One field over from the birds, bulldozers and workers are at work on the first house going up.

Work proceeds on the 147-lot neighborhood, despite the uncertainty the Virginia Department of Transportation has thrown over the project. The project stands in the corridor that VDOT shows as the possible route for a four-lane 221 if it's moved to the other side of the creek.

"The Gardens of Cotton Hill" was supposed to mean 23 to 30 houses built a year, or two-thirds of Strauss Construction's business. The uncertainty creates "serious harmful effects for my whole business for the next three or four years while VDOT decides," Strauss says.

Last year, Strauss won the right to develop next to the Blue Ridge Parkway over the objections of neighbors and parkway supporters. His subdivision and another by Len Boone were the subjects of a battle with the county last year. Strauss won the right to build there, but had to make concessions, such as only 2 1/2 houses per acre instead of the six normally allowed with R-1 zoning.

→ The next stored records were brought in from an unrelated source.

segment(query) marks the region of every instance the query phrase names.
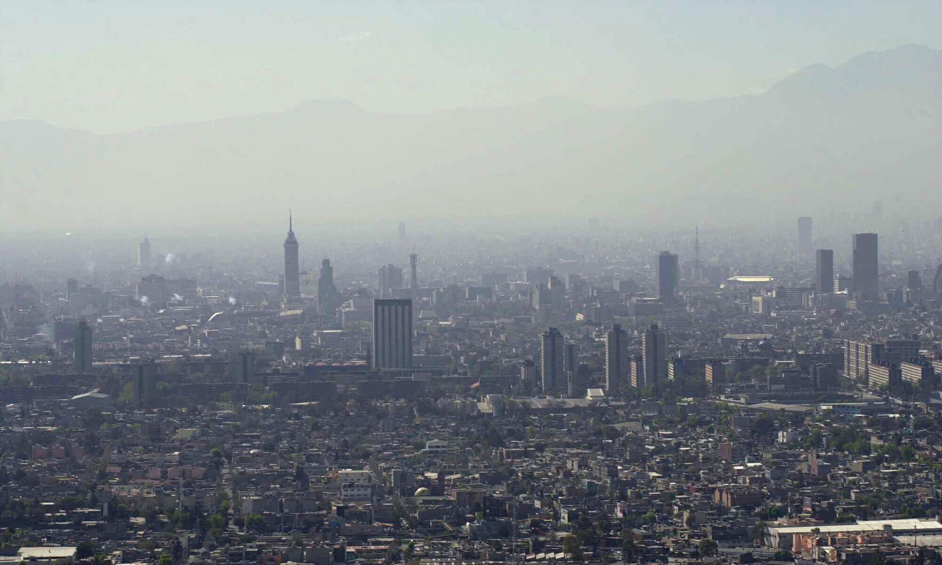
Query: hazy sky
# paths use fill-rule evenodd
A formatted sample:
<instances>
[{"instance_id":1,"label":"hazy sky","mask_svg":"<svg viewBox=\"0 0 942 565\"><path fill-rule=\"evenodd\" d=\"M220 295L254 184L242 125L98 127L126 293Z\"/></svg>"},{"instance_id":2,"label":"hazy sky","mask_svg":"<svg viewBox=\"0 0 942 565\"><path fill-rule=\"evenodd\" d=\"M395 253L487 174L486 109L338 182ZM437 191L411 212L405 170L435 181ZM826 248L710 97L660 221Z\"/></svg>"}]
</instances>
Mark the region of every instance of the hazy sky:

Now Strauss argues in defense of the parkway. If a new 221 runs across his development, he says, it will bring commercial development and thus hurt the parkway.

And if the road is routed through his property, Strauss says he'll go before a judge to get a court order overturned that limits the number of houses he can build there.

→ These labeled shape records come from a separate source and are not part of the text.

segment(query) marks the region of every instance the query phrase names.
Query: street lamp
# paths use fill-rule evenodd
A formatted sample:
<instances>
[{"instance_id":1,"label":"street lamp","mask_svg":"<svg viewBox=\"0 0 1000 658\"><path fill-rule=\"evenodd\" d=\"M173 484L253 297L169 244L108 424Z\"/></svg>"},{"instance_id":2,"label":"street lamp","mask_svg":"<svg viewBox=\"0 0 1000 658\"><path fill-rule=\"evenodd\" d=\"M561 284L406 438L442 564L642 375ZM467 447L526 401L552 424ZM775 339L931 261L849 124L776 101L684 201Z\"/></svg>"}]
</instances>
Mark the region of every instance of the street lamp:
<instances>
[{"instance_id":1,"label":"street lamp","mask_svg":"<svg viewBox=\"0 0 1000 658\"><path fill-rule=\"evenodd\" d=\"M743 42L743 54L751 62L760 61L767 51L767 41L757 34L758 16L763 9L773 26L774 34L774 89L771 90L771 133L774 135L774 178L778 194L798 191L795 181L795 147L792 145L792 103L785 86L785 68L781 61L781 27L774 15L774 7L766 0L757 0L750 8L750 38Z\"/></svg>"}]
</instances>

He says he would seek to build multifamily units, such as town houses and condominiums, instead. If 221 slices across his property, Strauss says, "No one's going to buy a house on a 20,000-vehicle road."

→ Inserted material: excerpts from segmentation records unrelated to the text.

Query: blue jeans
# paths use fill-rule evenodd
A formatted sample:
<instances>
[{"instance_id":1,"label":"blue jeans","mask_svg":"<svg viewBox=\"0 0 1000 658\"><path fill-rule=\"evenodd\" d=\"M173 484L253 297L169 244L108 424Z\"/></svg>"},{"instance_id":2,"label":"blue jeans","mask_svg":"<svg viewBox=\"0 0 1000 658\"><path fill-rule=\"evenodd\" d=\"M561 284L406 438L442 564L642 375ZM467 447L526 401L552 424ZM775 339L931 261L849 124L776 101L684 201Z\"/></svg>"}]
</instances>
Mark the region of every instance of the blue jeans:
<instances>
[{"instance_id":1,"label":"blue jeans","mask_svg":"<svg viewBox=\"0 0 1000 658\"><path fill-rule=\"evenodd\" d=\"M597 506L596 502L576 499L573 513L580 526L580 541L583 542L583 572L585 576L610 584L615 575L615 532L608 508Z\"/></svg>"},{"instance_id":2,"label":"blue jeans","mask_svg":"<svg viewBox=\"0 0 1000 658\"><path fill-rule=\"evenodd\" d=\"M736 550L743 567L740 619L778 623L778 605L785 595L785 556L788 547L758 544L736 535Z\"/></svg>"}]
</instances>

After a four-lane highway comes through, market forces will push the area into commercial development, he says.

"It would be a slow process," Harrington, the planning director, says of such a transition. "We would not change the zoning [immediately] with construction of the road."

Correspondence between County Administrator Elmer Hodge and Strauss gives a hint of the county's thinking.

"If we are to expend considerable public funds to move traffic more efficiently through an area, should we not also attempt to recoup some of the cost by creating a more accessible inventory of developable land?" Hodge asked Strauss in a letter.

In other words, an improved 221 may need to pay for itself by providing the county with a bigger tax base.

As a developer, Strauss sees himself as satisfying a demand for housing.

"I'm not here to destroy land," he says. "Where would all these people be if someone hadn't done this?"

And there are plenty of people who have lived the rural life who are willing to sell their land to the highest bidder.

MacGregor has seen that on Poage Valley Road Extension.

"For the longest time, there was no land for sale up our road. Then [landowners] see what others are getting, plus they can't afford to keep it, so they go on and sell it and get big bucks," she says. "Part's a squeeze by the government and part's greed."

Observes Lochner: "As a Realtor, one thing I've learned is sooner or later, every developable piece of property gets sold as it passes down generations. And the only question is, 'How much money am I going to get?' There's very little loyalty to the community or anything else."

Lochner moved to Back Creek in 1977.

"Same story," he says. "To get more land and elbow room and less traffic."

Then he developed the Highfields Farm subdivision down the road on what was once farmland.

As for the wild turkeys and the deer and the great blue herons that reside in the woods and use the creek, they'll have to do what they've been doing: retreat farther into the woodlands - what's left of it.

"As a kid," William Poage says, "I could count all the houses in a five-mile area around here on both hands."

Now he can see that many from his farm.

There's no real hostility; it's just that the Poages and the new residents don't really mix.

"They live in their world," he says, "and I guess I live in mine."